Que sont devenus les outils de soutien à la concertation?

«Les réseaux publics semblent éprouver maintenant bien des difficultés à fournir les services de base en fonction desquels ils ont été mis en place», écrit l'auteure.
Photo: Pedro Ruiz Le Devoir «Les réseaux publics semblent éprouver maintenant bien des difficultés à fournir les services de base en fonction desquels ils ont été mis en place», écrit l'auteure.

Avant 2014, il existait des structures qui apportaient un soutien au développement des communautés. À titre d’exemple, on peut penser aux conférences régionales des élus, qui s’occupaient de faciliter la concertation entre des partenaires sociaux de la société civile. On peut aussi évoquer le rôle assumé par certains ministères, dont une partie des effectifs était consacrée à cette fonction, dont la santé publique au ministère de la Santé et des Services sociaux, mais également au ministère de l’Éducation, dont la mission en était aussi une de soutien des communautés.

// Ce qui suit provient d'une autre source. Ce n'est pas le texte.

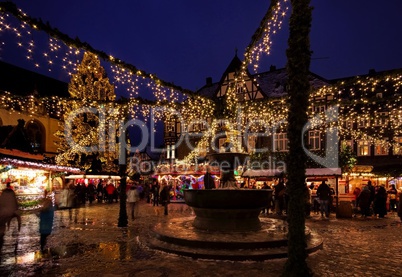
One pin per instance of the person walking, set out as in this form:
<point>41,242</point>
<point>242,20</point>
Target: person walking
<point>392,193</point>
<point>46,216</point>
<point>155,193</point>
<point>132,201</point>
<point>165,196</point>
<point>8,210</point>
<point>400,206</point>
<point>364,201</point>
<point>380,202</point>
<point>209,182</point>
<point>324,194</point>
<point>279,190</point>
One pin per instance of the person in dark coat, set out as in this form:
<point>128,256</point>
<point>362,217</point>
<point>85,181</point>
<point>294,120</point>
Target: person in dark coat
<point>380,202</point>
<point>400,206</point>
<point>46,216</point>
<point>364,201</point>
<point>372,192</point>
<point>164,196</point>
<point>8,209</point>
<point>209,182</point>
<point>279,190</point>
<point>155,193</point>
<point>324,194</point>
<point>392,193</point>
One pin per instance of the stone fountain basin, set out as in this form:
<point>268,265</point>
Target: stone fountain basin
<point>227,209</point>
<point>228,198</point>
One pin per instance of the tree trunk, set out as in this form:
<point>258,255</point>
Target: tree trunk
<point>298,55</point>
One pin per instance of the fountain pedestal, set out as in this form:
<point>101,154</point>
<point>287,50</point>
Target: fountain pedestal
<point>227,209</point>
<point>227,219</point>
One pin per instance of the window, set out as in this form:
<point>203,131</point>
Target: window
<point>348,143</point>
<point>281,142</point>
<point>173,153</point>
<point>314,140</point>
<point>168,152</point>
<point>363,148</point>
<point>319,108</point>
<point>170,126</point>
<point>349,124</point>
<point>381,119</point>
<point>36,135</point>
<point>251,141</point>
<point>363,123</point>
<point>398,146</point>
<point>381,148</point>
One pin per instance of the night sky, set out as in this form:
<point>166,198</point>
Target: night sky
<point>184,41</point>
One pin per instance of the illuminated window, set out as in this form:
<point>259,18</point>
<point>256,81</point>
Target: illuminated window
<point>381,119</point>
<point>170,126</point>
<point>363,123</point>
<point>348,143</point>
<point>168,152</point>
<point>36,135</point>
<point>398,146</point>
<point>319,108</point>
<point>251,141</point>
<point>173,153</point>
<point>380,149</point>
<point>363,148</point>
<point>314,140</point>
<point>281,142</point>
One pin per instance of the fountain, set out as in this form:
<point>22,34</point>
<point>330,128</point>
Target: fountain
<point>227,219</point>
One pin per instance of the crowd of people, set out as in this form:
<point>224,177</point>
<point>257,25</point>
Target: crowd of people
<point>369,201</point>
<point>9,209</point>
<point>376,200</point>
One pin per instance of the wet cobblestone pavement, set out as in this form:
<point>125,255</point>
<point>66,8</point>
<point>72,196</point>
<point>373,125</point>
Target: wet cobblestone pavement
<point>87,242</point>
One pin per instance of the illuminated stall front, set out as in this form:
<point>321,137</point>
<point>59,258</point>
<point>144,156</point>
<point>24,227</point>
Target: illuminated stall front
<point>30,178</point>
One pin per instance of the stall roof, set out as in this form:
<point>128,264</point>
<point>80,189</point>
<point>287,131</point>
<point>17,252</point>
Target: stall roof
<point>84,176</point>
<point>253,173</point>
<point>38,165</point>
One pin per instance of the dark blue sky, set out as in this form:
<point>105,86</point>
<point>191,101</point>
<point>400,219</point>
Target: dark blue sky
<point>184,41</point>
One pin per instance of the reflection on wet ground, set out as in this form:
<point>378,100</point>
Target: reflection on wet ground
<point>87,242</point>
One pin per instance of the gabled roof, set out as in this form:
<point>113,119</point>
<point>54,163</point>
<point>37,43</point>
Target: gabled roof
<point>272,83</point>
<point>20,81</point>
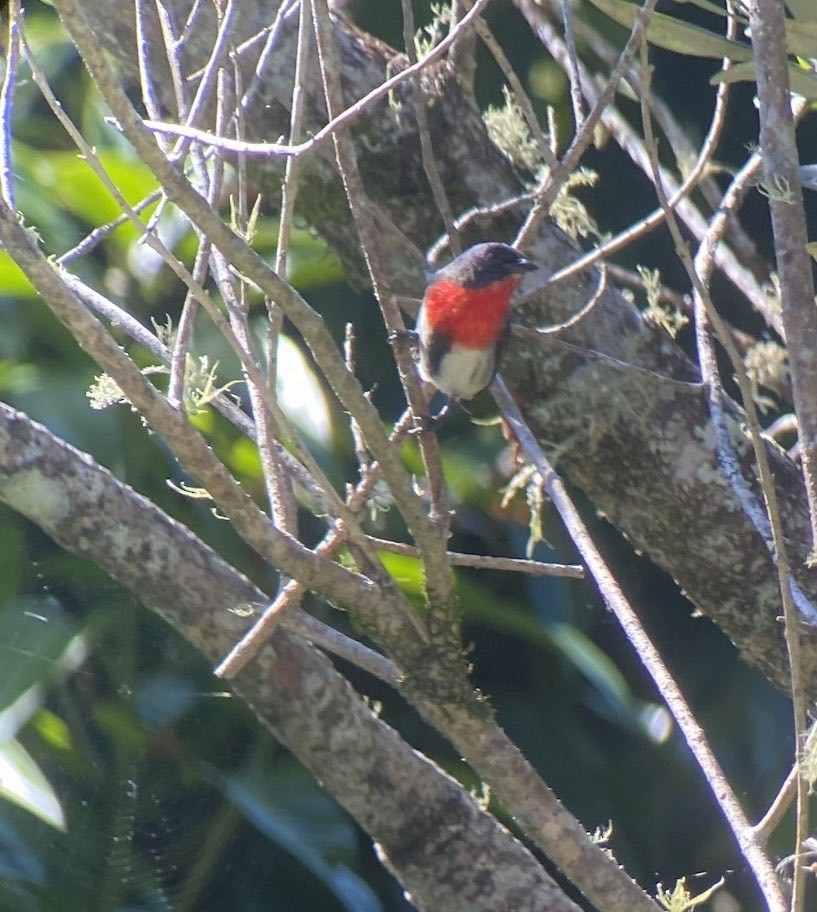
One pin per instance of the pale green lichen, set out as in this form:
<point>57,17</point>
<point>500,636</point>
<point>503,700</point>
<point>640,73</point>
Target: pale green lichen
<point>509,131</point>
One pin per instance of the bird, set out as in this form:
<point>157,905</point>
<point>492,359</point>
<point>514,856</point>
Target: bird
<point>463,323</point>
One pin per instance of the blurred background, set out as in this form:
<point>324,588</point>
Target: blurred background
<point>133,781</point>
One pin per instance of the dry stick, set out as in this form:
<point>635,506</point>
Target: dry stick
<point>426,146</point>
<point>291,593</point>
<point>244,349</point>
<point>576,96</point>
<point>682,147</point>
<point>273,31</point>
<point>282,502</point>
<point>482,562</point>
<point>361,452</point>
<point>750,847</point>
<point>764,828</point>
<point>335,583</point>
<point>221,402</point>
<point>650,657</point>
<point>149,97</point>
<point>631,143</point>
<point>655,218</point>
<point>345,385</point>
<point>788,589</point>
<point>531,800</point>
<point>7,103</point>
<point>622,276</point>
<point>184,330</point>
<point>781,170</point>
<point>553,181</point>
<point>335,123</point>
<point>176,75</point>
<point>439,582</point>
<point>518,91</point>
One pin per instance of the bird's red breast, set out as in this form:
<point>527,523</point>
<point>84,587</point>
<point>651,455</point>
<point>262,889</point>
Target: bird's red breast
<point>470,316</point>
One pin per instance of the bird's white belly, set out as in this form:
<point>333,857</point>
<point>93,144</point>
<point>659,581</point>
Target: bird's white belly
<point>464,372</point>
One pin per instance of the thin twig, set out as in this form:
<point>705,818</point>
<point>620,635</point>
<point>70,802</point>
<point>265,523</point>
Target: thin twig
<point>751,848</point>
<point>554,180</point>
<point>484,562</point>
<point>247,262</point>
<point>764,828</point>
<point>253,640</point>
<point>7,103</point>
<point>650,657</point>
<point>432,545</point>
<point>335,123</point>
<point>576,96</point>
<point>435,182</point>
<point>632,143</point>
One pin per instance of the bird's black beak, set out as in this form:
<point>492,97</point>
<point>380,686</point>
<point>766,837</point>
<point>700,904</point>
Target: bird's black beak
<point>524,265</point>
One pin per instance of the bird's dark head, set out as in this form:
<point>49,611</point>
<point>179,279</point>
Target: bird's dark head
<point>484,264</point>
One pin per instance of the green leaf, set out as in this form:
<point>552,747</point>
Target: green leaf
<point>801,82</point>
<point>23,783</point>
<point>667,32</point>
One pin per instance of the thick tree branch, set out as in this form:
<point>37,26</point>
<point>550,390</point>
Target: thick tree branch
<point>402,799</point>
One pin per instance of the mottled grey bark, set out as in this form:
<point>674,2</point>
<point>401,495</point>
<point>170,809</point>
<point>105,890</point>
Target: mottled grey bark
<point>447,852</point>
<point>640,447</point>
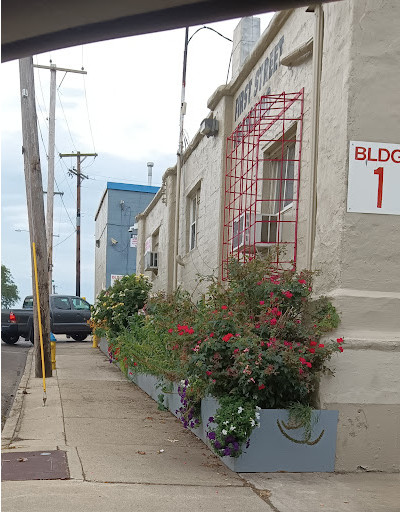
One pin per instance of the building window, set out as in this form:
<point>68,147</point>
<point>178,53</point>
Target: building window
<point>278,189</point>
<point>193,200</point>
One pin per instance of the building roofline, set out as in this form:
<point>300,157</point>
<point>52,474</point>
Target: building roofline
<point>276,23</point>
<point>117,186</point>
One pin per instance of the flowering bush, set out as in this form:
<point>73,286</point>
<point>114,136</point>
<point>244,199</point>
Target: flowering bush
<point>235,420</point>
<point>254,343</point>
<point>116,306</point>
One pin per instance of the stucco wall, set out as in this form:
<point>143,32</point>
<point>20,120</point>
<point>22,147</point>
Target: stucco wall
<point>357,254</point>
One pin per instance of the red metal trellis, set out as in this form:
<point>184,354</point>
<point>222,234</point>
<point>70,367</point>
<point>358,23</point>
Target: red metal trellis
<point>262,179</point>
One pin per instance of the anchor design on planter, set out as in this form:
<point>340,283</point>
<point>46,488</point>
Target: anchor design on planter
<point>306,439</point>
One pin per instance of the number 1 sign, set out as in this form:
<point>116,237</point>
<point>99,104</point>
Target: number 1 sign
<point>374,178</point>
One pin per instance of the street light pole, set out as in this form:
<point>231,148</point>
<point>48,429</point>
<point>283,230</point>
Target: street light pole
<point>180,148</point>
<point>179,161</point>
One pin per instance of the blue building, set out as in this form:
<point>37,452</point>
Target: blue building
<point>115,232</point>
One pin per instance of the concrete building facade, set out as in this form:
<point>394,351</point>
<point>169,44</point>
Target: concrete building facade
<point>315,100</point>
<point>115,231</point>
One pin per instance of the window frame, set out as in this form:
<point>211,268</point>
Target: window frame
<point>193,207</point>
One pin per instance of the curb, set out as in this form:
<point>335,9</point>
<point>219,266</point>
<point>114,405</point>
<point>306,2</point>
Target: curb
<point>11,425</point>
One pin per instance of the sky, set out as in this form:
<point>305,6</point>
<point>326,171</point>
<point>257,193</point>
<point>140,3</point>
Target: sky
<point>126,109</point>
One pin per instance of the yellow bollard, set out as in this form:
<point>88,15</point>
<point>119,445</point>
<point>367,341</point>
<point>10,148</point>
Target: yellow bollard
<point>53,355</point>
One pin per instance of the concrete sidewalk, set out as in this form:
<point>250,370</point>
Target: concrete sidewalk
<point>125,455</point>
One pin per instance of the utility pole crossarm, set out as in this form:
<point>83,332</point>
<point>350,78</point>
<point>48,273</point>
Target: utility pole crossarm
<point>61,155</point>
<point>79,178</point>
<point>83,72</point>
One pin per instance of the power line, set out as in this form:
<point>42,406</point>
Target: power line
<point>70,235</point>
<point>87,110</point>
<point>65,117</point>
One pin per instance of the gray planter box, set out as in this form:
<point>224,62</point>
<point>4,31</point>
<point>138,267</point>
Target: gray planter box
<point>275,446</point>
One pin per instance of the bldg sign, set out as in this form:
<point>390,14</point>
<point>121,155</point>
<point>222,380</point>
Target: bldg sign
<point>260,78</point>
<point>147,245</point>
<point>115,277</point>
<point>374,178</point>
<point>134,241</point>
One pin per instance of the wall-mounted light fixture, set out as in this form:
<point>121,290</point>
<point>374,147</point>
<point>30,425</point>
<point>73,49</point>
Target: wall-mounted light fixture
<point>209,127</point>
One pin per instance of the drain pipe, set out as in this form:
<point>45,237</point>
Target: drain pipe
<point>316,94</point>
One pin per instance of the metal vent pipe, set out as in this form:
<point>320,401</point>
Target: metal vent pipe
<point>149,172</point>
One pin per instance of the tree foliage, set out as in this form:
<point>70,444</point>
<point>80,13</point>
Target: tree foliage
<point>9,291</point>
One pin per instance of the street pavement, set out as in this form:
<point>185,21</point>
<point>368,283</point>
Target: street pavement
<point>125,455</point>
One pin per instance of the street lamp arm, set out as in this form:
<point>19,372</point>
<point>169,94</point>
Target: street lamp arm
<point>209,28</point>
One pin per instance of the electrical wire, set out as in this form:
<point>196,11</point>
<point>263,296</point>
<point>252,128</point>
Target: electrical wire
<point>65,117</point>
<point>209,28</point>
<point>87,110</point>
<point>66,238</point>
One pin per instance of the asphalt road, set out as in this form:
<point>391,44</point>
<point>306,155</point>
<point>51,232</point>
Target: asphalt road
<point>13,360</point>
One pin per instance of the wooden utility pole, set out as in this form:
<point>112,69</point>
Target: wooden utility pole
<point>79,178</point>
<point>37,226</point>
<point>50,178</point>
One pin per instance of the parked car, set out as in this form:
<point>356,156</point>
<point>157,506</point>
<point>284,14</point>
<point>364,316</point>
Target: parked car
<point>69,315</point>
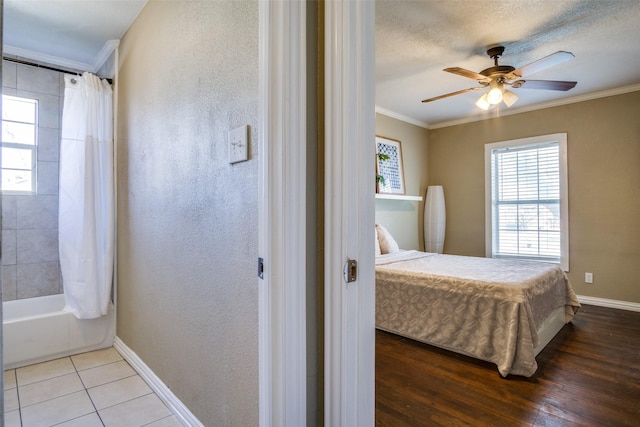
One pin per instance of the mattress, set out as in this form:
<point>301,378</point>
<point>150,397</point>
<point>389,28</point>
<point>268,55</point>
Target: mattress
<point>486,308</point>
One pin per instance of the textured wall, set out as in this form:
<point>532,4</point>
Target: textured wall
<point>603,144</point>
<point>404,219</point>
<point>187,219</point>
<point>30,261</point>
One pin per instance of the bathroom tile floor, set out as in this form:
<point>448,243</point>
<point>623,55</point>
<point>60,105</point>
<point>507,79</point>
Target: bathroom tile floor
<point>98,389</point>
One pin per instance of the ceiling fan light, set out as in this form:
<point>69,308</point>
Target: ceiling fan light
<point>495,94</point>
<point>483,102</point>
<point>509,98</point>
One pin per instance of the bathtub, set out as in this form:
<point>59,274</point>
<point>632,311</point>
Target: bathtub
<point>36,330</point>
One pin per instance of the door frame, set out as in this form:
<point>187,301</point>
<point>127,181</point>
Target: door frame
<point>349,212</point>
<point>282,218</point>
<point>349,55</point>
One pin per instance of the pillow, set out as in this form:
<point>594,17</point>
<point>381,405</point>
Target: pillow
<point>388,244</point>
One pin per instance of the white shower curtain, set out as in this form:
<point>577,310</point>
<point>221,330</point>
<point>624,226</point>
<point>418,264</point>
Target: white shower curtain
<point>86,213</point>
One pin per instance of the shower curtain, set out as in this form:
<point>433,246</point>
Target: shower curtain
<point>86,218</point>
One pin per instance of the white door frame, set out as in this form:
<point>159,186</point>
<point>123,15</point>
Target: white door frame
<point>282,213</point>
<point>349,212</point>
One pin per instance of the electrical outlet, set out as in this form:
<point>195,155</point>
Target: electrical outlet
<point>238,147</point>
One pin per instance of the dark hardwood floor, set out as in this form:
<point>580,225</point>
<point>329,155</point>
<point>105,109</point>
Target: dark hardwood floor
<point>588,375</point>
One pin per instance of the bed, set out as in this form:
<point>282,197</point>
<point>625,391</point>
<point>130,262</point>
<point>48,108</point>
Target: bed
<point>498,310</point>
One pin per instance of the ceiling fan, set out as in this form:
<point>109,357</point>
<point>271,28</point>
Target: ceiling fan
<point>499,76</point>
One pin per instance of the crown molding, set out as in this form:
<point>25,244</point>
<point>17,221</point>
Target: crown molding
<point>550,104</point>
<point>43,58</point>
<point>394,115</point>
<point>67,64</point>
<point>109,47</point>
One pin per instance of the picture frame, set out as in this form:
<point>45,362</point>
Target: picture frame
<point>389,172</point>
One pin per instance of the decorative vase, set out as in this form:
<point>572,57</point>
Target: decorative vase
<point>434,219</point>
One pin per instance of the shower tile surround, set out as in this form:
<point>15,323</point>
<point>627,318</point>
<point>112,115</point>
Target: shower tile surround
<point>30,262</point>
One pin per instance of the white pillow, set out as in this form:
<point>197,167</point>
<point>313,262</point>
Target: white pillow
<point>388,244</point>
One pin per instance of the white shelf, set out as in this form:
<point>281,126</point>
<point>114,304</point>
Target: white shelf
<point>398,197</point>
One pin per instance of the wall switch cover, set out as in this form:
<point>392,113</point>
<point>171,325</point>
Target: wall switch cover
<point>238,147</point>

Les compressions lourdes imposées depuis quelques années semblent avoir fait disparaître, tout compte fait, ces structures. Les réseaux publics semblent éprouver maintenant bien des difficultés à fournir les services de base en fonction desquels ils ont été mis en place. Les citoyens en sont fort conscients, ce n’est pas pour rien que des chaînes humaines ont été mises en place une fois par mois ; les écoles tombent en ruine, les services aux élèves ont été grandement diminués, les travailleurs des écoles sont découragés et veulent quitter leur emploi ou carrément le quittent, etc. C’est la même chose dans le réseau de la santé, où la situation semble s’être dégradée de façon considérable, quand on essaie de s’informer sur ce qui se passe dans les établissements.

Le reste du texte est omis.